Resistance to dopamine agonists can be defined with respect to failure to normalize PRL levels and failure to decrease tumor size by > or = 50%. Using these definitions, failure to normalize PRL levels is seen in 24% of those treated with bromocriptine, 13% of those treated with pergolide and 11% of those treated with cabergoline. Failure to achieve at least a 50% reduction in tumor size occurs in about one-third of those treated with bromocriptine and 10-15% of those treated with pergolide or cabergoline. Studies of in vitro cell preparations show that the D2 receptors of resistant tumors are decreased in number but have normal affinity. Treatment approaches for resistant patients include switching to another dopamine agonist and raising the dose of the drug as long as there is continued response to the dose increases and no adverse effects. Transsphenoidal surgery can also be done. If fertility is desired, clomiphene, gonadotropins, and GnRH are also options. If fertility is not desired, estrogen replacement may be used unless there is a macroadenoma, in which case control of tumor growth is also an issue and dopamine agonists are generally necessary. However, in many cases modest or even no reduction may be acceptable long-term as long as there is not tumor growth. Hormone replacement (estrogen or testosterone) may cause a decrease in efficacy of the dopamine agonist so that it must be carried out cautiously. Reduction of endogenous estrogen, use of selective estrogen receptor modulators, and aromatase inhibitors are potential experimental approaches.
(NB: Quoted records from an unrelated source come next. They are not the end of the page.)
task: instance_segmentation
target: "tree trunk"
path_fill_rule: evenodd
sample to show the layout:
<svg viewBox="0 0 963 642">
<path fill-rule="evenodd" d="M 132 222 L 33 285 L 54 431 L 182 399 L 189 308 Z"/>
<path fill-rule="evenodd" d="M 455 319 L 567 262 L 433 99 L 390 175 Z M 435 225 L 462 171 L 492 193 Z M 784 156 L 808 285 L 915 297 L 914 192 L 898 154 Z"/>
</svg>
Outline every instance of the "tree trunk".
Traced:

对多巴胺激动剂的抵抗可定义为催乳素水平未能恢复正常以及肿瘤大小未能缩小≥50%。根据这些定义,接受溴隐亭治疗的患者中有24%催乳素水平未能恢复正常,接受培高利特治疗的患者中有13%,接受卡麦角林治疗的患者中有11%。接受溴隐亭治疗的患者中约三分之一肿瘤大小未能至少缩小50%,接受培高利特或卡麦角林治疗的患者中有10 - 15%。体外细胞制剂研究表明,耐药肿瘤的D2受体数量减少但亲和力正常。耐药患者的治疗方法包括换用另一种多巴胺激动剂以及增加药物剂量,前提是剂量增加后仍有持续反应且无不良反应。也可进行经蝶窦手术。如果有生育需求,克罗米芬、促性腺激素和促性腺激素释放激素也是选择。如果没有生育需求,可使用雌激素替代疗法,除非存在大腺瘤,在这种情况下肿瘤生长的控制也是一个问题,通常需要使用多巴胺激动剂。然而,在许多情况下,只要肿瘤没有生长,长期来看适度缩小甚至没有缩小也可能是可以接受的。激素替代(雌激素或睾酮)可能会降低多巴胺激动剂的疗效,因此必须谨慎进行。降低内源性雌激素、使用选择性雌激素受体调节剂和芳香化酶抑制剂是潜在的实验性方法。